System Center Virtual Machine Manager 2008 (VMM 2008) will also be available within 30 days. VMM 2008 is Microsoft's version of VMware's VirtualCenter -- your one-stop shop for managing your virtual infrastructure. Some differences, however, include the ability to manage physical as well as virtual machines, and tools to manage VMware's ESX servers.
A very juicy tidbit is this, from the release: "Microsoft demonstrated for the first time a live migration feature of Windows Server 2008 R2". So Microsoft has managed to solve the live migration puzzle, further leveling the playing field with ESX, which has had Live Migration for a long time.
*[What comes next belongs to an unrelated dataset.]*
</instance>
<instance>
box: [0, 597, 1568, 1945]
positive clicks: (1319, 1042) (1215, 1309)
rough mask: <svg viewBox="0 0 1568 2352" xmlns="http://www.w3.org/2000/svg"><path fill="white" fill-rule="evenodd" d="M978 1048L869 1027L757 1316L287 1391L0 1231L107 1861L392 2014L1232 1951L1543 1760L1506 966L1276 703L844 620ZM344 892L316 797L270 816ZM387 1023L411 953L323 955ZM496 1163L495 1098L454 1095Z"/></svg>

Live Migration, for the unitiated, means moving virtual machines (VMs) from one physical server to another without powering it (the VM) down. Microsoft's answer, upon the initial release of Hyper-V, was Quick Migration, which did involve turning a VM off, if only briefly. (One note: Microsoft officials have, for some time, attempted to minimize the benefit of Live Migration over Quick Migration, claiming that it won't make much of a difference to customers. I wonder if they'll sing the same tune now that they've added the feature in a soon-to-be-announced upgrade of Windows 2008? Will it still be a "not-that-big-a-deal" feature, or suddenly become very important, "something customers have been clamoring for"? We'll see.) In the press release, Microsoft didn't give a timeframe for Windows 2008 R2; we'll give you an update on that ASAP.
All in all, it looks to be a busy day for Microsoft. We'll be right here with you to let you know what's going on.